Step out the door and it feels like rain
That’s the sound on your window pane
Take to the streets but you can’t ignore
That’s the sound you’re waiting for– OneRepublic: All Fall Down (2007)
Edinburgh’s northern boundary is the Firth of Forth, the estuary of the River Forth. I crossed it on the road bridge from South Queensferry to North Queensferry.
It felt good to be on the move again. It felt good to walk once more with the long, even paces meant to cover distance. The drizzle on my face felt good, and the street under the air cushioned soles of my new boots.
In the middle of the bridge I halted, leaned against the eastern railing, lit a fag, and looked out, across the firth and through the bars of the old Victorian railroad bridge beyond at the sea beyond. I had glimpsed it every now and then when I’d been on Carlton Hill, and Arthur’s Seat, but I’d never paused and looked at it.
I thought about it and figured that the last time I’d really looked at the North Sea would have been as I crossed it on my way from Berlin to Wotton-under-Edge – I counted the days in my head – 39 days ago.
Tolkien came to my mind and his famous lines about the dangerous business of going out your door, about those who wander, and about whither their road will lead. And Gaiman’s comparison of how change might be less this big, swooping thing that carries your off, and more like a thief who steals little things, night by night, until nothing familiar remains to keep you.
It all seemed so long ago, Berlin, my aunt’s, that day I had set next to Alice by the pond under Wimley Hill. Even the Big Chill, and bloody Leeds. As I stood on the Forth Road Bridge, smoking my way through half a pack, and watched the ships go by, and he trains on the other bridge, and the as the drizzle slowly soaked through the hood and began to trickle down my neck, as I stood there, I became aware that something had changed in the two weeks I’d spent in Edinburgh. Was it something fundamental, something inside of me, or just one of the little things, just one step along the winding road that was taking me ever onward? I didn’t know.
Behind me the setting sun was a piece of burnished silvery sky shimmering through a frosting of clouds, and the Firth of Roth was an arrow pointing towards that failing light. Slowly they were inching towards each other, the one about to extinguish the other. My shoulder ached and throbbed, past love bites of Leeds and Edinburgh not quite yet letting go of me.
The cuts Julie had given me had healed well, initially. But Ponyboy, endlessly fascinated by them, had again ad again toyed with them, probing, prodding, making me squirm and squeal. Again and again he had asked me how I had gotten them. Every time I made up another answer: My crazy father had cut them into my wanking arm so that Jesus would deliver me into faggotry. Drug dealers had tortured me to et me to betray a lover who’d turned narc. I had cut out the tracking device implanted by aliens and was now on the run from Men In Black.
Two days before I had left he had all of a sudden held me down and rubbed the mushy salt-and-vinegar soaked remains of a fish’n’chips cinner into my arm, and the black sludge from a beer can we’d used as an ashtray. It burned like battery acid. I twisted and screamed, but he just held me harder, and rubbed it in more forcefully, until I was bleeding again.

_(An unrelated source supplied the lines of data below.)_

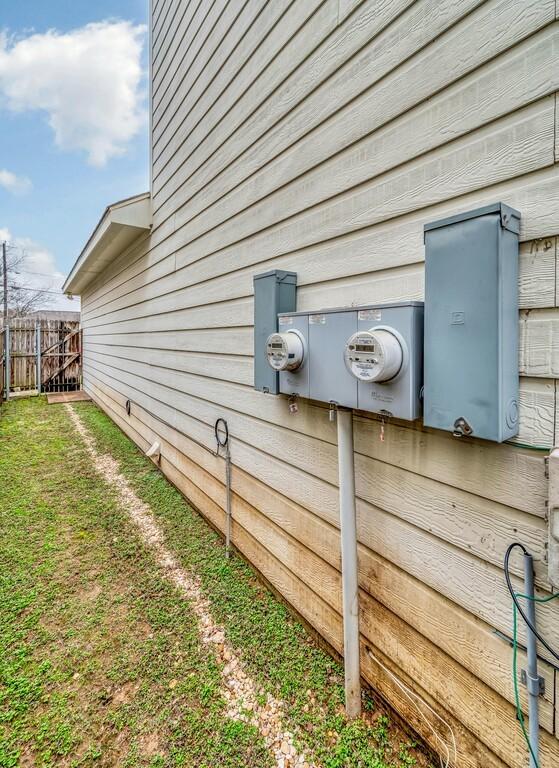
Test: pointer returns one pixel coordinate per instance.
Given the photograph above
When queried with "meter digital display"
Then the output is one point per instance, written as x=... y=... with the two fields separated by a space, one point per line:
x=285 y=351
x=388 y=353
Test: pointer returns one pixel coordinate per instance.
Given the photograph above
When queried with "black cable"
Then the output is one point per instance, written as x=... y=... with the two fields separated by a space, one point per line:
x=517 y=604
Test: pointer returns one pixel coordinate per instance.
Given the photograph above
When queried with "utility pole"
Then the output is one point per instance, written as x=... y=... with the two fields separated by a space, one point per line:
x=5 y=276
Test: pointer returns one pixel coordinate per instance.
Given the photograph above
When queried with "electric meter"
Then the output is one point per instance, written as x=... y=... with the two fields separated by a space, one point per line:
x=375 y=355
x=285 y=351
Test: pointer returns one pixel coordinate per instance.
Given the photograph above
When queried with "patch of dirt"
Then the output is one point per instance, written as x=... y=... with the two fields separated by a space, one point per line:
x=239 y=690
x=149 y=745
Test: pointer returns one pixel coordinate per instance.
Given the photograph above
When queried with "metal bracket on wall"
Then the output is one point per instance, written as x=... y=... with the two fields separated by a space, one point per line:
x=536 y=686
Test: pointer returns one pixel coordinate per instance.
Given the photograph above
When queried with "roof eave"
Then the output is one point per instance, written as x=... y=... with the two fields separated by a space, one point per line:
x=121 y=224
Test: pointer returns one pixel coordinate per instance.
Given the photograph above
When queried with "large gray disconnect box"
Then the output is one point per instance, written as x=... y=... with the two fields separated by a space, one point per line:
x=471 y=323
x=274 y=292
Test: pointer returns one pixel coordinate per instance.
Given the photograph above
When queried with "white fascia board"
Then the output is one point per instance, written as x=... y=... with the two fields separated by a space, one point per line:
x=121 y=224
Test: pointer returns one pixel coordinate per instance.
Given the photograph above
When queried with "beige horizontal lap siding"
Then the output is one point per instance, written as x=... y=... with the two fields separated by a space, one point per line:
x=320 y=137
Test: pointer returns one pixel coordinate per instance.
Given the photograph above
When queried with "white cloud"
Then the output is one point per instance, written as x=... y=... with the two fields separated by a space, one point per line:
x=38 y=271
x=88 y=81
x=17 y=185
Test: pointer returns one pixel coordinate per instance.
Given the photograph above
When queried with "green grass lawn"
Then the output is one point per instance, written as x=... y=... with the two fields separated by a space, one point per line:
x=100 y=658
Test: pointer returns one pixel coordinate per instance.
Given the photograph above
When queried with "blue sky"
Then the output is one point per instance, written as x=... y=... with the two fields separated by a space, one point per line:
x=67 y=151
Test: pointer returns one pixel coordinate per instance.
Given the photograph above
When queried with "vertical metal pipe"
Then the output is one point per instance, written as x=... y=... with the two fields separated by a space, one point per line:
x=532 y=677
x=7 y=360
x=350 y=586
x=38 y=350
x=228 y=501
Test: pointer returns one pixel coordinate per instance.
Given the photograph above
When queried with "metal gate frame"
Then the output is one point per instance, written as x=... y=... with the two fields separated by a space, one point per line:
x=49 y=363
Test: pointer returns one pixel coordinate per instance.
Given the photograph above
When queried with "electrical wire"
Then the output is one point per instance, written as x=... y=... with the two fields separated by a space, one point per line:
x=517 y=604
x=516 y=609
x=519 y=713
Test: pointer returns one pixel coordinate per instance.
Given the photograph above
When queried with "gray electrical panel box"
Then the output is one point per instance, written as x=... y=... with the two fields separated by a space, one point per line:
x=471 y=323
x=274 y=292
x=335 y=342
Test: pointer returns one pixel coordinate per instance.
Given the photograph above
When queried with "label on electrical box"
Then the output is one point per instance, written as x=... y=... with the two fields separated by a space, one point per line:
x=369 y=314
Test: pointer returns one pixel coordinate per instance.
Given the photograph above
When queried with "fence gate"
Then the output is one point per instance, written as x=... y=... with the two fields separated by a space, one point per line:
x=40 y=356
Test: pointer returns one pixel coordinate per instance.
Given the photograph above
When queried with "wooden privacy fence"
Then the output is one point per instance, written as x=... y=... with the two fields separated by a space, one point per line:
x=40 y=356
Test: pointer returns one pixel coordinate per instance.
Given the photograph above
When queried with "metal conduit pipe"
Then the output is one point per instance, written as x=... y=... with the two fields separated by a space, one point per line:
x=350 y=585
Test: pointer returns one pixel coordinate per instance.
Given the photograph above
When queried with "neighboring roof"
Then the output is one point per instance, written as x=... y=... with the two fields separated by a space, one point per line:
x=121 y=224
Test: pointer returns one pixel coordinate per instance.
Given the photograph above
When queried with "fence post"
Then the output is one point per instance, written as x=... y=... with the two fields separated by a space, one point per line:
x=38 y=349
x=7 y=362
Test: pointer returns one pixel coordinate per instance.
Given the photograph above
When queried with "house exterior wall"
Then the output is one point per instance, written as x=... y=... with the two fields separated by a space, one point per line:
x=319 y=136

“What the fuck are you doing, you aşağılık herif?!” I screamed and punched him hard into the face. He sat back, and smiled quietly through the blood.
“Noo ye’ll ne’er forgit, ma wee sluagh. Noo ye’r kenmerkt.”

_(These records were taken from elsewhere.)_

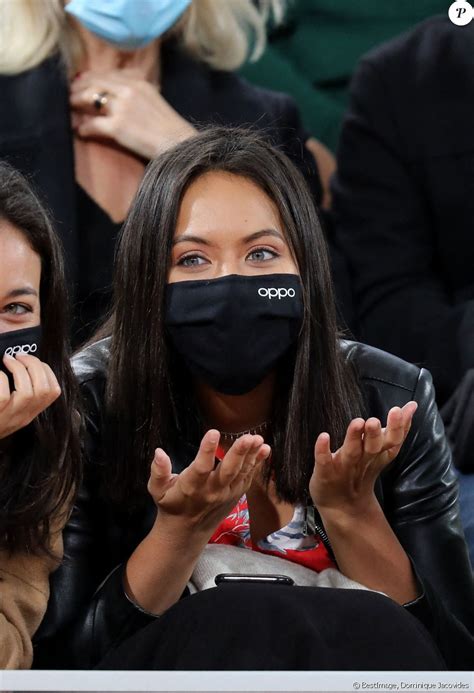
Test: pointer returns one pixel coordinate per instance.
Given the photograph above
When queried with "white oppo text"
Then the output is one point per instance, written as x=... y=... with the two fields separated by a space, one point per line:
x=22 y=349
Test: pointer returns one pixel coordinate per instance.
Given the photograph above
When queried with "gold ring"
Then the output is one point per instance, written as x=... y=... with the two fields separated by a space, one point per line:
x=99 y=100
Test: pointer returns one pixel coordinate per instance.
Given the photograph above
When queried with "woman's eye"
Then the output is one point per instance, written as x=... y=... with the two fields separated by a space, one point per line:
x=261 y=255
x=17 y=309
x=191 y=261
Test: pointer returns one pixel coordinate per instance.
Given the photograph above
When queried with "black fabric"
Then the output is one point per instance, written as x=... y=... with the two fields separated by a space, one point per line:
x=272 y=627
x=458 y=417
x=232 y=331
x=403 y=198
x=35 y=122
x=88 y=612
x=24 y=341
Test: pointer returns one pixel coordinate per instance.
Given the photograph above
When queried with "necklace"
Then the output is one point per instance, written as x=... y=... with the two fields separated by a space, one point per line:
x=258 y=430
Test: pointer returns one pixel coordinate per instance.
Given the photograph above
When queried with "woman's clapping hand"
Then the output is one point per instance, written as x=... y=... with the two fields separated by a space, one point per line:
x=135 y=115
x=203 y=494
x=343 y=481
x=36 y=388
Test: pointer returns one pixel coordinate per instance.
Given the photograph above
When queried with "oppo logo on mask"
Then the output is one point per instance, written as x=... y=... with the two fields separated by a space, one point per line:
x=276 y=293
x=22 y=349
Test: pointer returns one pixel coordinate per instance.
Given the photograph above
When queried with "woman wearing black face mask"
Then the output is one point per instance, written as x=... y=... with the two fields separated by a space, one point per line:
x=39 y=458
x=224 y=345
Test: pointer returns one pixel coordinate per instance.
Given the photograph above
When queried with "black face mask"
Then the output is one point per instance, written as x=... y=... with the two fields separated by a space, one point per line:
x=25 y=341
x=232 y=331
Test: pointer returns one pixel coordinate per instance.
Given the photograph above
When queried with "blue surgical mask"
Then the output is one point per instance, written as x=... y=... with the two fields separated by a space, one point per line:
x=128 y=24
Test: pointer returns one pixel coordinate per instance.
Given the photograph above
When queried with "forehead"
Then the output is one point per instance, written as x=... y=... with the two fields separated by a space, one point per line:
x=18 y=261
x=220 y=201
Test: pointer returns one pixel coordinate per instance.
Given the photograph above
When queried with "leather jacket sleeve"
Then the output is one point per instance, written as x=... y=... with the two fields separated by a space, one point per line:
x=89 y=612
x=420 y=492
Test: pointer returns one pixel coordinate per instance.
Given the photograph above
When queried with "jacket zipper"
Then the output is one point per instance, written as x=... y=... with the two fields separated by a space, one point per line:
x=312 y=525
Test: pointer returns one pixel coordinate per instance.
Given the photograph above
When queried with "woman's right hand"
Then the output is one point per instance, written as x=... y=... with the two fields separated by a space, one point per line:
x=36 y=388
x=203 y=494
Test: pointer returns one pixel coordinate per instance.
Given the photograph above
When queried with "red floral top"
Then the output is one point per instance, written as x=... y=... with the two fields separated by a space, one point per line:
x=292 y=542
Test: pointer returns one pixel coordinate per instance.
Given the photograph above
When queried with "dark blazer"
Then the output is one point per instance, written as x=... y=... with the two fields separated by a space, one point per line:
x=403 y=198
x=36 y=137
x=88 y=612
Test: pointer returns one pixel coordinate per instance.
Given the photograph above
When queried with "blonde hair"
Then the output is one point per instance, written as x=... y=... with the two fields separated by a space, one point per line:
x=222 y=33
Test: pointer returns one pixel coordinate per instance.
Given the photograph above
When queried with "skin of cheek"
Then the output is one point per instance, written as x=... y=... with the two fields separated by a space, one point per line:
x=20 y=268
x=223 y=209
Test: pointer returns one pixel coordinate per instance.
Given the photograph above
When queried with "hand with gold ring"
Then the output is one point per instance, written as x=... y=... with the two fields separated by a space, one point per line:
x=100 y=100
x=121 y=106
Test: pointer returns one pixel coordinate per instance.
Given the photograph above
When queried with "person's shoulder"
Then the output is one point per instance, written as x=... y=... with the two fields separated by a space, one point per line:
x=377 y=366
x=254 y=100
x=91 y=363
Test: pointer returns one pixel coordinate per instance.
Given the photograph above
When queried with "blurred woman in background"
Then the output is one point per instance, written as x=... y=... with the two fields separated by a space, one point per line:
x=39 y=455
x=223 y=344
x=108 y=87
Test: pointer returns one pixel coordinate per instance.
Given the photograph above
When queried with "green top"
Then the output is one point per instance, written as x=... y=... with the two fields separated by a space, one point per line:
x=313 y=54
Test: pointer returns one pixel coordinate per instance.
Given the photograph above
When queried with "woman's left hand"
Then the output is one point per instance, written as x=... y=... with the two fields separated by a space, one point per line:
x=343 y=481
x=135 y=115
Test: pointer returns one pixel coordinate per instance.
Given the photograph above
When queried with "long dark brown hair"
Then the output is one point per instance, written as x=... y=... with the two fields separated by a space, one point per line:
x=40 y=464
x=149 y=403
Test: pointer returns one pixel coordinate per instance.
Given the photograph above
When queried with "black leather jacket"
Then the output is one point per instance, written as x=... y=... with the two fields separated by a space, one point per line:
x=89 y=613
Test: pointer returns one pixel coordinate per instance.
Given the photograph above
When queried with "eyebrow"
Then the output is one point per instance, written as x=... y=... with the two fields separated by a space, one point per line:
x=22 y=291
x=188 y=237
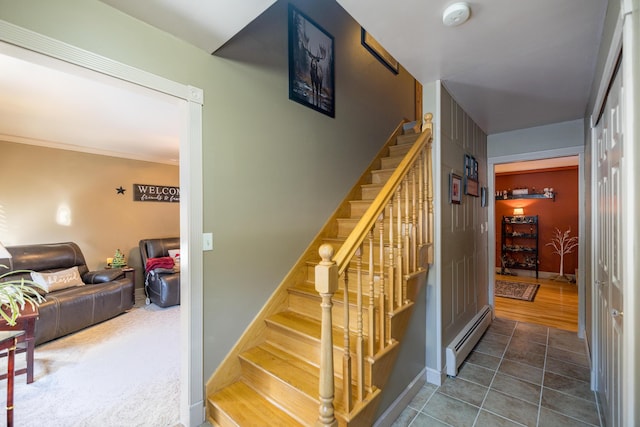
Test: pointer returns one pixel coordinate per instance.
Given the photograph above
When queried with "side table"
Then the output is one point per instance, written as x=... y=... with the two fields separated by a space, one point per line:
x=130 y=273
x=9 y=341
x=26 y=322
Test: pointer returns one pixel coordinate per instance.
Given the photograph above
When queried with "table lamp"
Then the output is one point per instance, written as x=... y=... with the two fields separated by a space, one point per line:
x=4 y=253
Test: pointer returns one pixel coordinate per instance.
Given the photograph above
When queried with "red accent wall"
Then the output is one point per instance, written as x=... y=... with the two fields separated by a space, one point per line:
x=563 y=213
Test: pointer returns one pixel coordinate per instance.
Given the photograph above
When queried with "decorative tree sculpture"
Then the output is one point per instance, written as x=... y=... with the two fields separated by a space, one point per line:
x=563 y=244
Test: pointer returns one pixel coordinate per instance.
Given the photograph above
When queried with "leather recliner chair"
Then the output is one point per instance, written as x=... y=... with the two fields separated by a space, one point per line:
x=107 y=293
x=161 y=287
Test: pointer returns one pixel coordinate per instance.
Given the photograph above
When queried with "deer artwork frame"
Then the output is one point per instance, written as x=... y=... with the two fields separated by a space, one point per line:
x=311 y=64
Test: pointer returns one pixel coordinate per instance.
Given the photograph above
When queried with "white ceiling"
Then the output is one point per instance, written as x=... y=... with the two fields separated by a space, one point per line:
x=513 y=65
x=52 y=103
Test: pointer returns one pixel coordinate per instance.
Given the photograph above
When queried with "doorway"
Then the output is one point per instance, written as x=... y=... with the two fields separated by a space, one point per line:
x=190 y=111
x=556 y=303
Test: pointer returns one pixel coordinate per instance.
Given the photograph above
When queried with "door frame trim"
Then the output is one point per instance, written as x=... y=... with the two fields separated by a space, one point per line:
x=540 y=155
x=192 y=410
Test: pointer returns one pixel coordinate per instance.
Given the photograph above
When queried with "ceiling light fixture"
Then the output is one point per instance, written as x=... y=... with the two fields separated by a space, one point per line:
x=456 y=14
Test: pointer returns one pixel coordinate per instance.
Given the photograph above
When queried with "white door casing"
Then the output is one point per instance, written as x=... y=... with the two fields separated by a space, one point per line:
x=608 y=138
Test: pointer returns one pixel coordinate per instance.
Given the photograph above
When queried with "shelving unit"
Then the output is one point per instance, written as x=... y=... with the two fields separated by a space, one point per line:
x=520 y=243
x=552 y=196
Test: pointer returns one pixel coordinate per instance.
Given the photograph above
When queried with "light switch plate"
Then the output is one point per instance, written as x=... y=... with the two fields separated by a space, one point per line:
x=207 y=241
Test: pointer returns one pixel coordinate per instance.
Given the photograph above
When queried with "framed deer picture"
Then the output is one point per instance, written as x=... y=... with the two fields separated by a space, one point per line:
x=311 y=64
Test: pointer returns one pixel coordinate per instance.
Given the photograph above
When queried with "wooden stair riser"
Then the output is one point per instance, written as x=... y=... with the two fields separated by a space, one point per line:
x=297 y=394
x=381 y=176
x=311 y=308
x=390 y=162
x=404 y=142
x=240 y=404
x=284 y=364
x=289 y=397
x=353 y=280
x=307 y=348
x=346 y=226
x=370 y=191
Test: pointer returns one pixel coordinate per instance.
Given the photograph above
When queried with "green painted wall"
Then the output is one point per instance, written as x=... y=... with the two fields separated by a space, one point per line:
x=273 y=170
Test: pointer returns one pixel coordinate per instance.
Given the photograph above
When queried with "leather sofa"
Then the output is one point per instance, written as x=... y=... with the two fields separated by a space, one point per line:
x=162 y=286
x=104 y=295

And indeed the salt and vinegar had made the lips of the wound puff up, and the beer-ash-mix had seeped under the skin like tattoo pigment. And now, two days later, everything had grown angry red again, and hot, and painful.
I flicked the last cigarette butt out into the gusty air between me and the waters below, watching its glowing tip fall and tumble and disappear. The I shortened the shoulder strap of my satchel and walked on.

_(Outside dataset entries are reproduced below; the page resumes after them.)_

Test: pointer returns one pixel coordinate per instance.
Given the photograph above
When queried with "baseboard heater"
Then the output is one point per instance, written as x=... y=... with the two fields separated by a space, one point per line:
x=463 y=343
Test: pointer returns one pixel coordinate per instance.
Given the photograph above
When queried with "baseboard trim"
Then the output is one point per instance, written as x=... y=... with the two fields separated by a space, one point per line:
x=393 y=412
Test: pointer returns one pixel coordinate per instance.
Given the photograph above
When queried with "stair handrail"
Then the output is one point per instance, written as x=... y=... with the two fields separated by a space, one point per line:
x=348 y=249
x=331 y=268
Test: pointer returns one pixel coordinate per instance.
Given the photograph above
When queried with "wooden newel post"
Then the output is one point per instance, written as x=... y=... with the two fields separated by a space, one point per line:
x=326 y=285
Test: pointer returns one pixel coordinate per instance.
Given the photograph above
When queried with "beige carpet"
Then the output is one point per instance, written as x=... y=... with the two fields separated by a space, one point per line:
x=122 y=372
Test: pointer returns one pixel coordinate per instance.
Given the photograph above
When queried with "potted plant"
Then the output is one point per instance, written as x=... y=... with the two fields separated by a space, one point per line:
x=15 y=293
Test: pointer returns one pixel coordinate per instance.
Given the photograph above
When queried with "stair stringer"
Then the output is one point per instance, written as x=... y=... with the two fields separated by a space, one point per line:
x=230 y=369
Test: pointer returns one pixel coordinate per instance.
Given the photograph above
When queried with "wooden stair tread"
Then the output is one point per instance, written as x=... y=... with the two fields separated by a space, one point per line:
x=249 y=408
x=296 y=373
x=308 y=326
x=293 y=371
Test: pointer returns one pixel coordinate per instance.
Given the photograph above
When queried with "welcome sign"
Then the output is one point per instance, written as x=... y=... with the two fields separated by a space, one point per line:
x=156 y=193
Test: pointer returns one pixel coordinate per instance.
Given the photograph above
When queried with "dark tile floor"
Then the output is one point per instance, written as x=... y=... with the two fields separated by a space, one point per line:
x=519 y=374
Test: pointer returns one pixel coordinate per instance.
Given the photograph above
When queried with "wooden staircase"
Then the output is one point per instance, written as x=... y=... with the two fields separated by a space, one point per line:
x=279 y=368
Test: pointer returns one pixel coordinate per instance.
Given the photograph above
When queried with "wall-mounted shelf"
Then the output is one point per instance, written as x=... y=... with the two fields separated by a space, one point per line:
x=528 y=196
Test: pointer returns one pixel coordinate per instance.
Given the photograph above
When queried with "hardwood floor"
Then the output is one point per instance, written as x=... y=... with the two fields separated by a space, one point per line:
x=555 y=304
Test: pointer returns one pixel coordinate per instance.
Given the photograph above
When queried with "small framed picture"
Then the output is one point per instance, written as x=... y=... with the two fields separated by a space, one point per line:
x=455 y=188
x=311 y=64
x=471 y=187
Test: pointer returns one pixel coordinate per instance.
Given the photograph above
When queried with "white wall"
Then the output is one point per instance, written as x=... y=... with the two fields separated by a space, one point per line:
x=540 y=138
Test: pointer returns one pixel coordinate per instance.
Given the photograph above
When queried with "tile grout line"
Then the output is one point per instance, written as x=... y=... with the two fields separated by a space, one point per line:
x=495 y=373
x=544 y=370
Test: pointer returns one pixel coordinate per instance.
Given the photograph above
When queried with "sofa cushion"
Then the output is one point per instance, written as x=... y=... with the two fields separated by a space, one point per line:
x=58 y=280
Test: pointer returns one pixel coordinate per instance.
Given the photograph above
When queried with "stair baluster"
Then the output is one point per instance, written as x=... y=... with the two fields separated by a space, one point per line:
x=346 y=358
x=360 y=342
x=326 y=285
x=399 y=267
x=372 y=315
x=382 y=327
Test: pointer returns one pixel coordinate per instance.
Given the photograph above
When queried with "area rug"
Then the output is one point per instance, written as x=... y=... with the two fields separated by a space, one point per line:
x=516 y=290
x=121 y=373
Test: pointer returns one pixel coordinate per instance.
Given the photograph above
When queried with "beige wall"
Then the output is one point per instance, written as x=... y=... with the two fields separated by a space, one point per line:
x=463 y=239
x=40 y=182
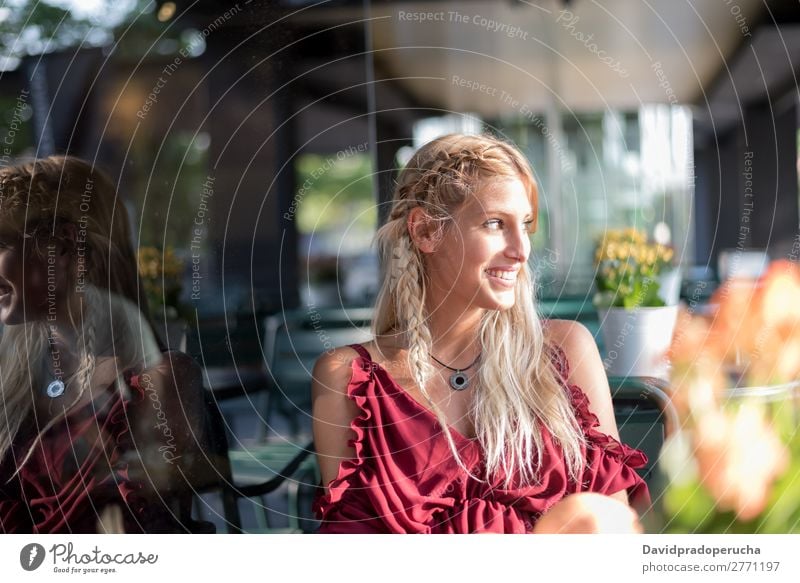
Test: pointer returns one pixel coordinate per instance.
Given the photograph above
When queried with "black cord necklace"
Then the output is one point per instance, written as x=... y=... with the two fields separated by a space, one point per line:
x=458 y=380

A few hundred meters down the A90 on the North Queensferry side of the bridge, at the North Access bus stop, a lorry stopped at my thumb. The door opened and from high above me a small face smiled out from behind thick, black horn-rimmed glasses and a wiry, black moustache.
“Hey, lad. Gaeing north?”
“Sure,” I said and took the hand he offered me and hauled myself up and into the cab. Later he stopped at the lorry park in Ballinluig for the night, and offered me to stay in his cabin if I wanted.